I found myself with a few hours to kill on a Saturday morning yet again and the urge for another visit to the mudflats of Bagan Belat was simply too strong to be denied. At the break of dawn, I positioned myself on the man-made rocky outcrop, slightly hidden and eagerly anticipating whatever that is in store for me. A flock of Black-crowned Night-herons flying back to roost was the first to capture my attention.
Unlike the last visit, my timing with the tide was better and the weather was also on my side for a change. This is probably as good as it is going to get for a visit to the mudflats. The rest, however, will depend on the waders. And today, they were kind enough to go along with the plan.
The Lesser Sand-plovers foraged the closest to me yet again. But how can I ignore a face like this?
One of them has yet to moult completely into its winter coat and stood out rather like a sore thumb. Not that I am complaining. It does add a touch of colour to the all the shades of grey and brown that were present on the mudflats.
The Terek Sandpipers, on the other hand, swapped positions with the Curlew Sandpipers. So this time, I had ample time to observe the Curlew Sandpiper up close and managed to obtain quite a few good shots.

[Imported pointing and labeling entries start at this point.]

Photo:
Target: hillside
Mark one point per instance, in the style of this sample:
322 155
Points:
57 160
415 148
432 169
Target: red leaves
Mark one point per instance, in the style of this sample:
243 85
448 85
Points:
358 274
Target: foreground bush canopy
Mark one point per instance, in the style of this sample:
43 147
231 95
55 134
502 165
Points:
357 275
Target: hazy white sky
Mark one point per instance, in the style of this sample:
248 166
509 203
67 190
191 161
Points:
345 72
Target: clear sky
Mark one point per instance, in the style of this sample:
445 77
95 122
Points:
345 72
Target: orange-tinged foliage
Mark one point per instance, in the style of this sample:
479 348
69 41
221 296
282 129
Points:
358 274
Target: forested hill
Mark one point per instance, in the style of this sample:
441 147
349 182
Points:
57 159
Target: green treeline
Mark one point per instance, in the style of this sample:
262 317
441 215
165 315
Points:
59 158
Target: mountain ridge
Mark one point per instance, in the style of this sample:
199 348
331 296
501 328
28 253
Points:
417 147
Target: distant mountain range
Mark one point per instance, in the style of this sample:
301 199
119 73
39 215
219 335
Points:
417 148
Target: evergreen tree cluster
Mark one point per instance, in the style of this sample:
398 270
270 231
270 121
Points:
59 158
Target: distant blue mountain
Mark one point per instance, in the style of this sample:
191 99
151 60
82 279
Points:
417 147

The majority of the larger waders kept to the far end of the mudflats - as usual. The only access to them is by boat or trekking through the mangroves and mud. But both are not an option today due to the time constraint. The Marsh Sandpipers graced the vicinity with their presence today and were the closest of the far flocks.

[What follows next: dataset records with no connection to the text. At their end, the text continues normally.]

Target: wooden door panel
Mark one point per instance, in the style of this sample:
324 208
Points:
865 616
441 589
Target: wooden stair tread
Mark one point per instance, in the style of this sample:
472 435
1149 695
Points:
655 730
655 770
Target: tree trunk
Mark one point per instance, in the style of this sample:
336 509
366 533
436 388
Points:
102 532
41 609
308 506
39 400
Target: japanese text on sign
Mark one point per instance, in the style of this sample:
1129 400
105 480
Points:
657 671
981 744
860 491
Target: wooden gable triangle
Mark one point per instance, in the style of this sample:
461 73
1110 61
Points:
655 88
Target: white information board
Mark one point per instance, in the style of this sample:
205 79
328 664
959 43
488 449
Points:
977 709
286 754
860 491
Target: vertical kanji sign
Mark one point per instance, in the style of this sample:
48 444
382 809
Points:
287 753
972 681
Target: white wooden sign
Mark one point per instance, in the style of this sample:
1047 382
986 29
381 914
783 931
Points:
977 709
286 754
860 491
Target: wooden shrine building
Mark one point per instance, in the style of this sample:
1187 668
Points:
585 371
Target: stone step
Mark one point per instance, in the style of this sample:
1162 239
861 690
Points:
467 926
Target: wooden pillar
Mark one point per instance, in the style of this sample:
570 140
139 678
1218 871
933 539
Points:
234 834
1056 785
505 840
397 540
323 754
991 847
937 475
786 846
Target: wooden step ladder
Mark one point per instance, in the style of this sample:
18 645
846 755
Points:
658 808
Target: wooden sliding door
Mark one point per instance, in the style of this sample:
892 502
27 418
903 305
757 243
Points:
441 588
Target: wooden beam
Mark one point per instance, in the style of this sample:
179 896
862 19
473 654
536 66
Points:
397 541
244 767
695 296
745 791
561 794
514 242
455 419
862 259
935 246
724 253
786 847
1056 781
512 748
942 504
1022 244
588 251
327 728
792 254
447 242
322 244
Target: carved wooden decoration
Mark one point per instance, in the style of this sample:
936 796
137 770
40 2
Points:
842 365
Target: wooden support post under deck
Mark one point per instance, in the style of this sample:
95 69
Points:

An unfamiliar shape caught my immediate attention as it foraged among the smaller peeps. It turned out to be a Great Knot and there were two of them.
The morning suddenly just got a whole lot better and there was more to come as the birds gradually made their way to my direction. Great Knots are not rare but I have had very little luck with photographing them. These two juveniles are certainly adamant of changing that today. And I, trying to keep as still as possible as I shot the knots, was in wader heaven.
In the midst of shooting the knots, a larger wader suddenly alighted not too far from me. Now, who said wader watching is boring. Certainly not me! I find them to be fascinating. The only thing is that I occasionally get their identification wrong. But then again where is the fun if you got it easy all the time, right? Anyway, back to the encounter. This impressive Bar-tailed Godwit certainly made a great day better. Unfortunately, it did not take long for it to decide to join others of its kind at the far end away from human disturbances. But luckily, not before I took the shots.
Now, the godwit may have ended its performance but the knots are far from done. They continued to forage quite close to shore and this is by far the best encounter I had ever experience with this species. They were quite active waders as they frequently probing the mud and shallow pools for prey. At times, I even had difficulty keeping up.
The Purple Heron is not that common in this area - to me anyway. So when two of them flew leisurely overhead I was a little surprised to say the least. I cannot recall if I have ever seen any on mudflats before. However, it does occur along mangroves and we certainly have plenty of that here.